Auteur: Joseph Conrad
Editeur: Le Livre de Poche – 2012 (216 pages)
Lu en avril 2024
Mon avis: Congo, fin du 19ème siècle. Le pays n’est pas encore une colonie belge, mais la propriété personnelle du roi Léopold II, qui en exploite les ressources, surtout l’ivoire.
Le capitaine Marlow (alter ego de Conrad), jeune marin anglais tenté par l’aventure africaine, débarque en Afrique équatoriale pour prendre le commandement d’un vieux vapeur branlant dont le capitaine est décédé récemment. Marlow est chargé de remonter le fleuve Congo pour aller récupérer un certain Kurtz, responsable d’un comptoir à Stanley Falls et grand pourvoyeur d’ivoire aux méthodes supposément immorales.
Marlow est fasciné par ce qu’il apprend sur ce personnage, dont on lui parle beaucoup mais qu’au final il verra et entendra fort peu, puisque l’homme est moribond quand il le retrouve enfin : un parfait gentleman, cultivé, intelligent, artiste à ses heures mais qui, au contact de cette terre africaine, de ses habitants, de sa nature sauvage et luxuriante et de son climat implacable, n’aurait plus écouté que sa cupidité et son obsession pour l’ivoire, et aurait tombé le masque de la civilisation pour basculer dans une sauvagerie absolue.
Tout au long de son périple, Marlow est envahi de sentiments troubles, contradictoires. Il perçoit tour à tour la jungle qui borde le fleuve comme un refuge maternel, matriciel mais, le plus souvent, comme un monde de dangers et de ténèbres. Marlow est constamment assailli par une sensation d’étrangeté et de mystère, enveloppé au propre et au figuré par la brume qui sourd tant de l’eau et de la forêt que de son esprit tourmenté. Et quand par moments le flou se dissipe, il est aveuglé par un soleil écrasant ou une nuit infernale.
Ce roman dénonce la domination de l’Homme Blanc dit « civilisé » sur le « sauvage », l’appropriation, l’exploitation et la spoliation des richesses d’un pays sans la moindre considération pour sa population, sauf dans la mesure où elle peut servir de main-d’œuvre, et qui à ce titre subit des cruautés sans nom.
Marlow/Conrad remonte le Congo tout autant qu’il remonte le cours de l’âme humaine pour tenter de comprendre ce qu’elle comporte de part sombre, et pourquoi et comment cette obscurité, chez certains, se révèle au grand jour.

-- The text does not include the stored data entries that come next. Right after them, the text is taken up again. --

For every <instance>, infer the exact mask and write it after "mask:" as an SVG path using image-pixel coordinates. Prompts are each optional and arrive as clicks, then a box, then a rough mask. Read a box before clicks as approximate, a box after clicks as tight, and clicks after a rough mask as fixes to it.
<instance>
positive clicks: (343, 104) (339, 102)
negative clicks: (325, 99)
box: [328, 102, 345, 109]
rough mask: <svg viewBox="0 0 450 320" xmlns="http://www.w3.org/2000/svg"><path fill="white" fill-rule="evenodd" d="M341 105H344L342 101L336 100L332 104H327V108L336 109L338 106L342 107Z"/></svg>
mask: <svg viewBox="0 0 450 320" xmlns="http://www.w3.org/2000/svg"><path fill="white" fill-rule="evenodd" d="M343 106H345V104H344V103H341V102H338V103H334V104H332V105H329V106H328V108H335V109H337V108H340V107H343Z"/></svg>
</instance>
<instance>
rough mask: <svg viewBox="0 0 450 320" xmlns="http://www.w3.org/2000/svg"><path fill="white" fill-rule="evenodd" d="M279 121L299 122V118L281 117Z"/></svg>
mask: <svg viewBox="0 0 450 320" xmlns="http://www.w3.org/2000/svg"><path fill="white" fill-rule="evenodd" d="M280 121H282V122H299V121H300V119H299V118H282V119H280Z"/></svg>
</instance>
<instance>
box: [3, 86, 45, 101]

Un roman sombre, envoûtant, fascinant, oppressant, qui n’explique pas tous les événements ou comportements. Ce mystère, ces incertitudes, sont inconfortables pour le lecteur, comme ils l’ont sans doute été pour Marlow/Conrad. Ce dernier ne s’est pas lancé dans d’hypothétiques explications, pressentant probablement que la vie, l’âme ne seront jamais entièrement explicables. Savoir qu’on ne sait pas, un signe de l’intelligence et de la sagesse qui caractérisent ce roman très riche, à lire et à relire.
Présentation par l’éditeur:
Le Cœur des ténèbres s’inspire d’un épisode de la vie de Conrad en 1890 dans l’État libre du Congo mis en coupe réglée au profit de Léopold II. De cette expérience amère, l’écrivain a tiré un récit enchâssé dont chaque élément, à la façon des poupées russes, dissimule une autre réalité : la Tamise annonce le Congo, le yawl de croisière la Nellie le vapeur cabossé de Marlow, truchement de Conrad. Ces changements d’identité sont favorisés par les éclairages instables au coucher du soleil ou par le brouillard qui modifie tous les repères et dont émerge Kurtz. Présenté par de nombreux personnages bien avant d’entrer en scène, celui-ci fait voler en éclats toutes les définitions et finit par incarner le cœur énigmatique des ténèbres : le lieu où se rencontrent l’abjection la plus absolue et l’idéalisme le plus haut.